Oil prices dropped on Wednesday before recovering to close well above lows as traders assessed developments in the Iran war. The US’s move to block the Strait of Hormuz could increase geopolitical tensions. However, markets are not reflecting panic at the moment.
Market participants remain hopeful that future talks between the US and Iran will yield a longer-lasting ceasefire deal. Trump on Tuesday said talks could resume in Pakistan. This comes after talks over the weekend failed.

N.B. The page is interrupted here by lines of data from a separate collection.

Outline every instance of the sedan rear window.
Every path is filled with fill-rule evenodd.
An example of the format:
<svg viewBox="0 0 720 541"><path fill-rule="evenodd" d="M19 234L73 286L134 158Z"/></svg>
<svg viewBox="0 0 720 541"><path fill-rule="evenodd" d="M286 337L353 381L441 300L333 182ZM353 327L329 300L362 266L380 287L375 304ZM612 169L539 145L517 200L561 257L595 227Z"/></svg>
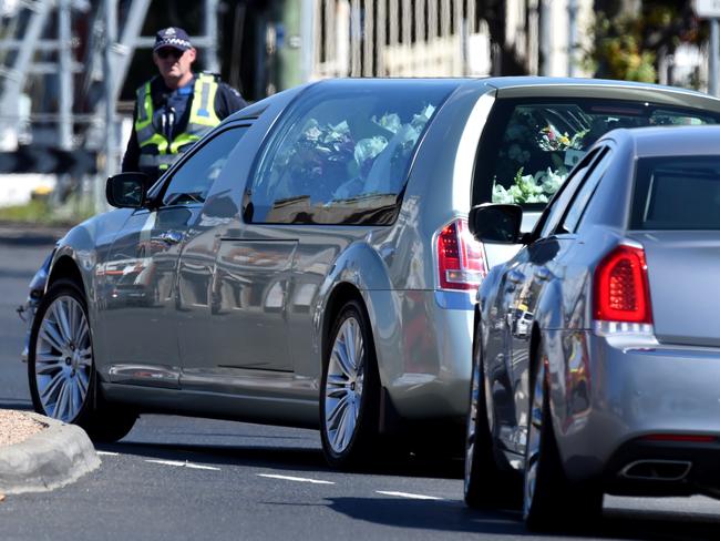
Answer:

At the same time, the US moved to block the Strait of Hormuz, raising concerns of an escalation in the war. Initially, Iran was blocking the strait in retaliation for attacks from the US and Israel. As a result, oil supply was disrupted, and prices shot up, raising concerns about a surge in global inflation. Consequently, there were calls for the three countries to negotiate and end the war.
Talks between the US and Iran resulted in a two-week ceasefire deal that eased inflation and recession worries. However, the optimism was brief as talks between the two countries collapsed. The US also assumed responsibility for the Strait of Hormuz blockade. The move could cause economic damage in Iran.

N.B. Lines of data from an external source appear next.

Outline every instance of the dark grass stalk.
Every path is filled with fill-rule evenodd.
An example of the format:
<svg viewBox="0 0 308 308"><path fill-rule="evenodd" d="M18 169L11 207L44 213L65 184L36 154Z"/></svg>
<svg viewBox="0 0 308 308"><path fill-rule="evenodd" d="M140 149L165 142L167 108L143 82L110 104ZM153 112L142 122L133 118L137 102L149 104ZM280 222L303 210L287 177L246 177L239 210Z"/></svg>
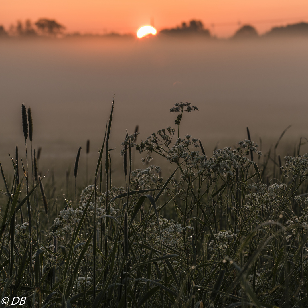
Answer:
<svg viewBox="0 0 308 308"><path fill-rule="evenodd" d="M286 132L286 131L288 130L292 126L292 125L289 125L282 132L282 133L281 135L280 135L280 136L278 139L278 140L277 141L277 142L276 143L276 144L275 144L275 147L274 148L274 170L273 174L273 178L274 179L275 179L276 177L276 150L278 146L278 145L279 144L279 143L280 142L280 140L283 136L283 135L285 134Z"/></svg>
<svg viewBox="0 0 308 308"><path fill-rule="evenodd" d="M27 118L27 111L26 108L26 106L22 104L22 130L23 132L23 136L25 137L25 144L26 146L26 191L27 194L29 193L29 183L28 172L28 153L27 152L27 138L28 138L28 123ZM30 203L30 198L28 198L27 199L27 205L28 209L28 223L29 224L29 236L31 239L32 237L32 228L31 226L31 207ZM30 255L32 255L32 243L30 242ZM30 268L30 276L31 272L32 271L32 267Z"/></svg>
<svg viewBox="0 0 308 308"><path fill-rule="evenodd" d="M127 180L126 176L127 176L127 144L125 144L124 145L124 154L123 155L124 160L124 174L125 175L125 182L126 186L126 190L127 190Z"/></svg>
<svg viewBox="0 0 308 308"><path fill-rule="evenodd" d="M247 129L247 136L248 137L248 140L251 140L251 139L250 139L250 134L249 133L249 129L248 127L246 127L246 128ZM253 161L253 154L252 150L250 150L250 158L251 159L251 161Z"/></svg>
<svg viewBox="0 0 308 308"><path fill-rule="evenodd" d="M79 163L79 158L80 157L80 152L81 150L81 147L79 147L78 149L77 155L76 155L76 159L75 160L75 164L74 166L74 176L75 177L75 204L76 205L76 208L77 206L77 192L76 187L76 178L77 177L77 174L78 173L78 167ZM79 207L78 207L79 208ZM78 213L77 213L78 214Z"/></svg>
<svg viewBox="0 0 308 308"><path fill-rule="evenodd" d="M89 160L89 152L90 151L90 140L87 141L87 149L86 151L86 186L88 186L88 170Z"/></svg>
<svg viewBox="0 0 308 308"><path fill-rule="evenodd" d="M16 146L15 148L15 163L16 165L16 181L18 184L19 184L19 161L18 159L18 146ZM22 216L22 211L21 209L20 212L20 222L21 224L23 223L23 217ZM22 230L22 233L24 234L25 230Z"/></svg>
<svg viewBox="0 0 308 308"><path fill-rule="evenodd" d="M38 176L38 181L40 182L39 187L41 189L41 192L42 193L42 197L43 199L43 204L44 205L44 209L45 211L45 213L46 215L48 214L48 202L47 202L47 199L46 197L46 195L45 194L45 191L44 189L44 186L43 185L43 182L41 180L41 177Z"/></svg>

Strait of Hormuz traffic (Source: StoneX, LSEG)
“The US blockade of Iranian ports is now fully into effect, ‘completely’ cutting off Tehran’s international sea trade that powers about 90% of its economy,” the US Central Command said late Tuesday stateside.
Furthermore, the blockade has increased tensions between the US and other nations that buy Iranian oil, including India and China. Therefore, it puts global economic growth at risk. The longer it continues, the higher oil prices will remain. This, in turn, will hurt most economies. At the same time, higher inflation will force central banks to rethink policy and consider rate hikes.
These developments have seen the IMF lowering its forecast for global growth this year from 3.3% to 3.1%.
Elsewhere, recent US figures have revealed cooler-than-expected consumer and wholesale inflation. The headline CPI came in at 3.3%, missing the forecast of 3.4%. Meanwhile, the monthly PPI increased by 0.5%, compared to the forecast of 1.1%. The numbers eased some worries about inflation and increased Fed rate cut expectations.